The road to a new strategic data platform can be long, often taking multiple years. Before defining their overall roadmap of change, the BI team at Sainsbury’s were delivering tactical initiatives to enhance their BI capabilities with little long-term planning or visibility of where they were heading. Having the steps on the roadmap outlined allowed them to highlight key issues and solve them. In particular, it’s a good idea to focus on how your business will operate during transitional phases when information in different systems may be contradictory. 

Having outlined the journey, choose a realistic amount to tackle in a single investment. Creating the largest centre for biomedical innovation in the European Union is a mammoth task; Francis Crick built their data future one step at a time, for example migrating all their employees to a new strategic platform. Getting sign off for an entire 5 year plan is not only difficult but also constrains you when the technical and competitive environments change. Returning regularly to investment bodies keeps everyone up to date on progress and prioritises early benefit realisation.

From infrastructure delivery to visualisation design, BI investments need a lot of different delivery approaches. Carnival broke this down using a business case, systems integration plan, and data migration workflow. Breaking up activities into logical groups with these kinds of artefacts allows you to use an effective delivery approach for each; using the same method for installing servers and defining business KPI’s is less likely to bring long term success.
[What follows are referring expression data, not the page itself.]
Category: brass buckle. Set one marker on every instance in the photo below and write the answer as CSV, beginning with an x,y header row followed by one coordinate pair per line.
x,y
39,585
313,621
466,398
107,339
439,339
Go beyond writing for your audience and use a variety of communication techniques to tell your story. O2 used Creative Comms to bring life investments in subjects as boring as data sharing and governance. Diagrams of information moving from source systems to trading meetings are much more interesting than discourse on integration layers and data modelling approach. They also put your key points across 

There are as many ways to deliver BI as there are ways to run a business. John Lewis knew that they needed to make a big investment in their outdated data systems. They found that without an agreed Business Intelligence strategy they couldn’t ensure a common vision of the future and didn’t know how to structure their investments. If you don’t already have an enterprise BI strategy, then you have a great topic for your next business case! 

Ben Jones is based in North Highland’s London office. He has driven success in strategically important technology projects at some of the UK’s largest companies, including shaping major investments in cloud, business intelligence and digital application development.